In May 2015, the World Health Assembly endorsed the Global Action Plan on Antimicrobial Resistance, and urged all Member States to develop relevant national action plans within two years. At the G7 Summit 2015 in Schloss Elmau, Germany, in the following month, antimicrobial resistance was taken up as one of the key issues. The G7 Health Ministers at the G7 Health Ministers Meeting 2015 in Berlin welcomed the formulation of the Global Action Plan by WHO and discussed the necessity of strengthening the One Health approach and of R&D for new drugs. Assuming the G7 presidency for 2016, Japan is determined to intensify its efforts in measures against AMR.
Before G7 Ise-Shima Summit was held, JPMA urged G7 countries to promote the appropriate use of antimicrobials, the development stewardship, and a One Health approach. Particular focus should be placed on the development and strengthening of surveillance programs for resistant bacteria. In addition, we would also like to underscore the critical role that vaccination plays in curbing resistance. Hence, G7 leadership should consider promoting global efforts for vaccination as an effective long-term measure against infectious diseases. JPMA who have had some distinguished drug discovery against infectious diseases will tackle the global challenge of AMR with IFPMA/PhRMA/EFPIA etc. Under the public private platform established in April 2016, our JPMA member companies will propel to develop a rapid diagnosis as well as an innovative medicine against AMR with the government and some diagnostic companies.
|Encourage the proper use of antibiotics||Shionogi considers that delivering continuously new antibiotics to medical fields is one of our missions, and also places high importance on the proper use of antibiotics to tackle antimicrobial resistance (AMR).
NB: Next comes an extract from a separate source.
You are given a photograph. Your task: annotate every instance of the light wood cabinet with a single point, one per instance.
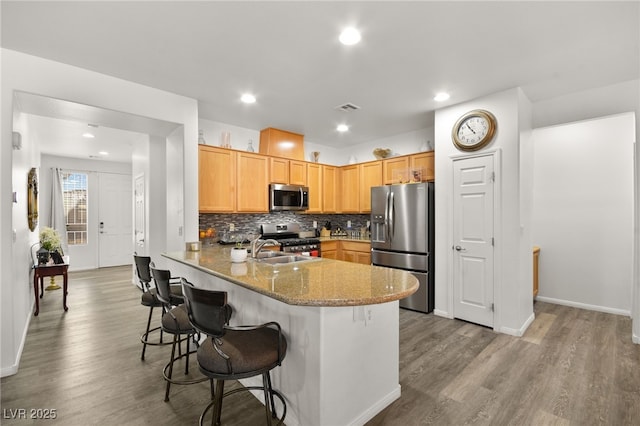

In 2010, Shionogi established the organization named Antimicrobial Stewardship Unit in Japan and has discussed with the health care workers about the importance of not only research and development but also the proper use of antibiotics up to today.
Currently, in Taiwan, China and Singapore, Shionogi launched the same organization, respectively as in Japan to push forward the approaches involving education and awareness regarding the proper use of antibiotics.
|Development of new macrolide antibiotic||
Toyama Chemical has engaged in the development of "T-4288" (solithromycin).
The drug is a new macrolide antibiotic created by Cempra, Inc (Head office in North Carolina; CEO: Prabhavathi Fernandes; "Cempra"; Nasdaq: CEMP). It shows strong antibacterial activity on bacterial pneumonia and mycoplasma resistant to existing macrolide agents, and demonstrates a relatively high level of immuno-regulatory activity (anti-inflammatory activity). Cempra submitted both a New Drug Application to the U.S. Food and Drug Administration (FDA) in April 2016 and a Marketing Authorization Application to the European Medicines Agency (EMA) in June 2016 for the indication of community-acquired bacterial pneumonia (including multiple-drug-resistant isolates).
In May 2013, Toyama Chemical signed a license agreement with Cempra for the exclusive rights to develop, manufacture and market "T-4288" in Japan. Phase I and Phase II clinical trials had been completed, and Toyama Chemical confirmed T-4288's adequate efficacy and safety. Toyama Chemical is in preparation for the Phase III trials.